NVIDIA AI Brings Nemotron-3-Nano-30B to NVFP4 with Quantization Aware Distillation (QAD) for Efficient Reasoning Inference

Spread the love

NVIDIA has released Nemotron-Nano-3-30B-A3B-NVFP4A production checkpoint that runs a 30b parameter reasoning model 4 bit nvfp4 Format keeping the accuracy close to your BF16 baseline. The model combines a hybrid Mamba2 Transformer Mix of experts architecture with one Quantization Aware Distillation (QAD) The recipe is specifically designed for NVFP4 deployment. Overall, this is a super-efficient NVFP4 precision version of the Nemotron-3-Nano that delivers 4x more throughput over the Blackwell B200.

https://huggingface.co/nvidia/NVIDIA-Nemotron-3-Nano-30B-A3B-NVFP4

Table of Contents

What is Nemotron-Nano-3-30B-A3B-NVFP4?

Nemotron-Nano-3-30B-A3B-NVFP4 is a quantized version of Nemotron-3-Nano-30B-A3B-BF16Trained from the ground up by the NVIDIA team as an integrated logic and chat model. It is designed as a Hybrid Mamba2 Transformer MOE network:

total 30b parameters
52 layers deep
23 Mamba2 and MoE layers
6 grouped query attention layers with 2 groups
Each MoE layer has 128 routed experts and 1 shared expert

There are 6 experts active per token, which gives approximately 3.5B active parameters per token

The model is pre-trained on 25T token using a warmup steady decay Learning rate schedule with batch size of 3072, peak learning rate of 1e-3 and minimum learning rate of 1e-5.

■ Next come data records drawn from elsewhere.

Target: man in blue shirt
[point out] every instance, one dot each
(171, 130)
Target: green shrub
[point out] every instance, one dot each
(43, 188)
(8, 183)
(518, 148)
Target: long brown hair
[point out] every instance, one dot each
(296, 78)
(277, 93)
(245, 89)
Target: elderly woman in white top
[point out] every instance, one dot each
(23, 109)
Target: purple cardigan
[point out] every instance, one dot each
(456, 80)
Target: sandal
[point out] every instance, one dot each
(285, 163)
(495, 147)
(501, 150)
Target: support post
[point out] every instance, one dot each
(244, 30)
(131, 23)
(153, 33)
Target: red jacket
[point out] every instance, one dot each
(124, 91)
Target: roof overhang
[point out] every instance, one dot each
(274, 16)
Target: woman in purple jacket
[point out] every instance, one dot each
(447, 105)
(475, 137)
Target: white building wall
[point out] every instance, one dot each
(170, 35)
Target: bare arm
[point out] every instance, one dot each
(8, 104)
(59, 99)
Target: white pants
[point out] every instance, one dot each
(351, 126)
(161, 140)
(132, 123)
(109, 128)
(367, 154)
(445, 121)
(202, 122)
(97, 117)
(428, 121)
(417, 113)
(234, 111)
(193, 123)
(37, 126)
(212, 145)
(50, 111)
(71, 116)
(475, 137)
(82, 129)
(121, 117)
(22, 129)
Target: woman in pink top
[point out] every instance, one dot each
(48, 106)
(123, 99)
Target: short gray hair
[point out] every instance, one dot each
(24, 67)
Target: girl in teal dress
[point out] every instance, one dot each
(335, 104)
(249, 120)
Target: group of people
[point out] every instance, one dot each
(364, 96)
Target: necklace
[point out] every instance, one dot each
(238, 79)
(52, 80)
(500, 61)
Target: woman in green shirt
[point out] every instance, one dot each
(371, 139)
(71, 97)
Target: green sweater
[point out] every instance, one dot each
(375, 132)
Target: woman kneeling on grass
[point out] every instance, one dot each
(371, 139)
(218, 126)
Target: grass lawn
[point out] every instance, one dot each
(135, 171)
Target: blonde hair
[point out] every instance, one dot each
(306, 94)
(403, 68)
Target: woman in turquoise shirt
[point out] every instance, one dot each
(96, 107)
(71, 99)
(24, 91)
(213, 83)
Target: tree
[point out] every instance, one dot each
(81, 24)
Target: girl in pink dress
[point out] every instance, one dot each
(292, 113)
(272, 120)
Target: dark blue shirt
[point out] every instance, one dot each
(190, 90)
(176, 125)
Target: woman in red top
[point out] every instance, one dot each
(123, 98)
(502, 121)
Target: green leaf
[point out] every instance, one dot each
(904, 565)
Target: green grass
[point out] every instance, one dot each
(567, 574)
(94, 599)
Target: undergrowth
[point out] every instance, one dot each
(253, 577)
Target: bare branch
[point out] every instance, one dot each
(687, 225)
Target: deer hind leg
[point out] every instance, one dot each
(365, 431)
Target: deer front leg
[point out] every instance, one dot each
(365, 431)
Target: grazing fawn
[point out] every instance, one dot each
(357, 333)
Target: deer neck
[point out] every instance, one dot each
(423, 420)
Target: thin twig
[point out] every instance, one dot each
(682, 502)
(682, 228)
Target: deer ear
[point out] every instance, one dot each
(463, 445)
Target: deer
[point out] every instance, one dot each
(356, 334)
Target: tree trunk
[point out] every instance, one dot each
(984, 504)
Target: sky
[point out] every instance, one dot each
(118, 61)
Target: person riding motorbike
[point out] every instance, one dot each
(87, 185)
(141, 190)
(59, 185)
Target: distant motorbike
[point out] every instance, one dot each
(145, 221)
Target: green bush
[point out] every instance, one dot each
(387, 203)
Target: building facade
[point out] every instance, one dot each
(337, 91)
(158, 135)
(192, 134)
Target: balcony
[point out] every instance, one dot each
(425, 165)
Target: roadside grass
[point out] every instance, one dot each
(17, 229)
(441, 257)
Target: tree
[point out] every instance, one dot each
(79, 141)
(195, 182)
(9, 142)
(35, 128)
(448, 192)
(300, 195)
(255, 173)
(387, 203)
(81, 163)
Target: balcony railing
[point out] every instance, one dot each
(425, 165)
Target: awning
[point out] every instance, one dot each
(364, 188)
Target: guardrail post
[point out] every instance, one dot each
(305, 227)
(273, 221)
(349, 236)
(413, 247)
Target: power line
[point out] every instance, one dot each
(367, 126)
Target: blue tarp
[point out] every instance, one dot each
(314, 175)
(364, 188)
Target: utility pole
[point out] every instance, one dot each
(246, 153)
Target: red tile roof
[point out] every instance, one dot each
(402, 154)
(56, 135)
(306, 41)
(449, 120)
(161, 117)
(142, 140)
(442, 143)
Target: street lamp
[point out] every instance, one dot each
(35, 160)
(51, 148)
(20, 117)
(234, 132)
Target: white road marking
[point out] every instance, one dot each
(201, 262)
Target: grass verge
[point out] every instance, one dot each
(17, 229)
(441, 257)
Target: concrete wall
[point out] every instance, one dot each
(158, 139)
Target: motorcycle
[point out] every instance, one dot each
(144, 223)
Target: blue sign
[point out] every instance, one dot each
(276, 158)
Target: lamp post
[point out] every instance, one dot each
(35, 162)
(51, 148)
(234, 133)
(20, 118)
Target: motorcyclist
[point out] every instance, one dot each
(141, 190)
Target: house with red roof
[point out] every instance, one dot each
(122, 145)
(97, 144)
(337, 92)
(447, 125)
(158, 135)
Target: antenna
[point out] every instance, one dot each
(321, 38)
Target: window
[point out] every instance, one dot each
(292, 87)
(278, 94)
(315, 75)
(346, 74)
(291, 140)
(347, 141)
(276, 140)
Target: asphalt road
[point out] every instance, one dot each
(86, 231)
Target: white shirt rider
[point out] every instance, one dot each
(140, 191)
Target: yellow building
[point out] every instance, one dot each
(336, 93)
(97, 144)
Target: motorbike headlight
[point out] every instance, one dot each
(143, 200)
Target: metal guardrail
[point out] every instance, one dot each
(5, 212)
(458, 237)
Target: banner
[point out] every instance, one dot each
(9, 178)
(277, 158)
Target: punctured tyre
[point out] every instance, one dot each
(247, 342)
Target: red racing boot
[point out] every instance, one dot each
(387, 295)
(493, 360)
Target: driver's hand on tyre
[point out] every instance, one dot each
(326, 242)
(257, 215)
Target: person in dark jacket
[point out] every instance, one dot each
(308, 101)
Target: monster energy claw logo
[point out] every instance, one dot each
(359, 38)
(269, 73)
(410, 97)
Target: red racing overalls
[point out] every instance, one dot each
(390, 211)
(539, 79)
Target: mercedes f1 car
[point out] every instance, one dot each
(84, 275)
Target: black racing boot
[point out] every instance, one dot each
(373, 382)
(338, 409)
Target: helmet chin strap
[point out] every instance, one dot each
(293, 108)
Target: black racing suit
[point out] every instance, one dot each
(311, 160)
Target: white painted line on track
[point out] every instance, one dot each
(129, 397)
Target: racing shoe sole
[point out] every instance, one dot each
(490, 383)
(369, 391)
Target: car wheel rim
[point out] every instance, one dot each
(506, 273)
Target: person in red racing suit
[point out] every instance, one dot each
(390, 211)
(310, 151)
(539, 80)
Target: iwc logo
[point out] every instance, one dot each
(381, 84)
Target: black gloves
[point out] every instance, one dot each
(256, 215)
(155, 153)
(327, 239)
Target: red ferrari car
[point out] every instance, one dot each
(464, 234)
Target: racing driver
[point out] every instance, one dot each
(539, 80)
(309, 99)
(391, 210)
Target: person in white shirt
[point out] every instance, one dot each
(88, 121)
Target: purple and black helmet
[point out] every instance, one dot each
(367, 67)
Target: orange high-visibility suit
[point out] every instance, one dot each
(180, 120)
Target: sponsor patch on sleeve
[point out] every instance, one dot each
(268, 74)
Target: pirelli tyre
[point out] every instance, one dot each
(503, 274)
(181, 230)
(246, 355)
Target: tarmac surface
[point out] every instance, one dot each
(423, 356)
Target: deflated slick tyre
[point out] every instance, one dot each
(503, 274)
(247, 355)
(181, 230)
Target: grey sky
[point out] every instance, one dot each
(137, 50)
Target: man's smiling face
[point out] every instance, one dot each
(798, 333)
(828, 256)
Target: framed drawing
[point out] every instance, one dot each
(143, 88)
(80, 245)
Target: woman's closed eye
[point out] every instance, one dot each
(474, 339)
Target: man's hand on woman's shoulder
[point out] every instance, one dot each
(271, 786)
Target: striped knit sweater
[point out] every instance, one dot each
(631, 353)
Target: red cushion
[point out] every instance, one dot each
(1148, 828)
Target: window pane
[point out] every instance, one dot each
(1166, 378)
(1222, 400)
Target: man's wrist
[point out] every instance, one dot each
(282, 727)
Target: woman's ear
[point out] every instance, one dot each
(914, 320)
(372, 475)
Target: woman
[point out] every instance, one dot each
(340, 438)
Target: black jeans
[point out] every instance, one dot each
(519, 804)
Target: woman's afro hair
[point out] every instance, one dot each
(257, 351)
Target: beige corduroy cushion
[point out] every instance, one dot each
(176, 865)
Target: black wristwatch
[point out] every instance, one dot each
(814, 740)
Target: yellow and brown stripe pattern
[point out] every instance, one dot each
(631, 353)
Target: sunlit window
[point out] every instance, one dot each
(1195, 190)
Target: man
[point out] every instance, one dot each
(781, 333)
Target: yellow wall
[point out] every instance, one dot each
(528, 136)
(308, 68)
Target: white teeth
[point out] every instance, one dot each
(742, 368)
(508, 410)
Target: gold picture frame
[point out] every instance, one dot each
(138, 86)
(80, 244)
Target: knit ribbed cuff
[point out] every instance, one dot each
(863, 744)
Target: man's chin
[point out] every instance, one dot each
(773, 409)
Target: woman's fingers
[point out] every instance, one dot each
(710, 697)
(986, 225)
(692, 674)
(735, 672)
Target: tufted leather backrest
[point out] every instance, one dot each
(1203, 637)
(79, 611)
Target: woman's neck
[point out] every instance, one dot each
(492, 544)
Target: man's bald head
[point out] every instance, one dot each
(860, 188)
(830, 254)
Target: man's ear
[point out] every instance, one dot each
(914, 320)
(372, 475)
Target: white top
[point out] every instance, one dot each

After training a 3 stage pipeline is followed:

Supervised fine tuning On synthetic and curated data for code, math, science, tool calling, instruction following, and structured output.

reinforcement learning With multi step tool usage, multi turn chat and RLHF with synchronous GRPO and generative reward model in a structured environment.
Quantization after training Up to NVFP4 with FP8 KV cache and a selective high precision layout, followed by QAD.

NVFP4 keeps the checkpoint attention layers and the Mamba layers that feed them into BF16, quantizes the remaining layers in NVFP4 and uses FP8 for the KV cache.

NVFP4 format and why it matters?

nvfp4 there is one 4 bit floating point A format designed for both training and inference on recent NVIDIA GPUs. Main features of NVFP4:

Compared to FP8, NVFP4 delivers 2 to 3 times higher arithmetic throughput.
It reduces memory usage to almost 1.8 times For weight and activity.

It extends MXFP4 by reducing Block size from 32 to 16 and introduces two level scaling.

Uses two level scaling E4M3-FP8 scale per block and a FP32 scale per tensor. The small block size allows the quantizer to adapt to local data and the dual scaling increases dynamic range while keeping quantization error low.

For very large LLM, simple Post-Training Quantization (PTQ) NVFP4 already gives good accuracy in all benchmarks. For smaller models, especially those with heavy postal pipelines, the research team notes that PTQ causes non-negligible accuracy degradationWhich motivates the training based recovery method.

QAT to QAD

Standard Quantization Aware Training (QAT) Inserts and reuses a pseudoquantization in the forward pass. basic function lossSuch as the next token cross entropy. This works well for convolutional networks, But the research team lists 2 main issues for the modern LLM:

Complex multi stage post training pipelines are hard to reproduce with SFT, RL and model merging.
The original training data for open models is often in unavailable form.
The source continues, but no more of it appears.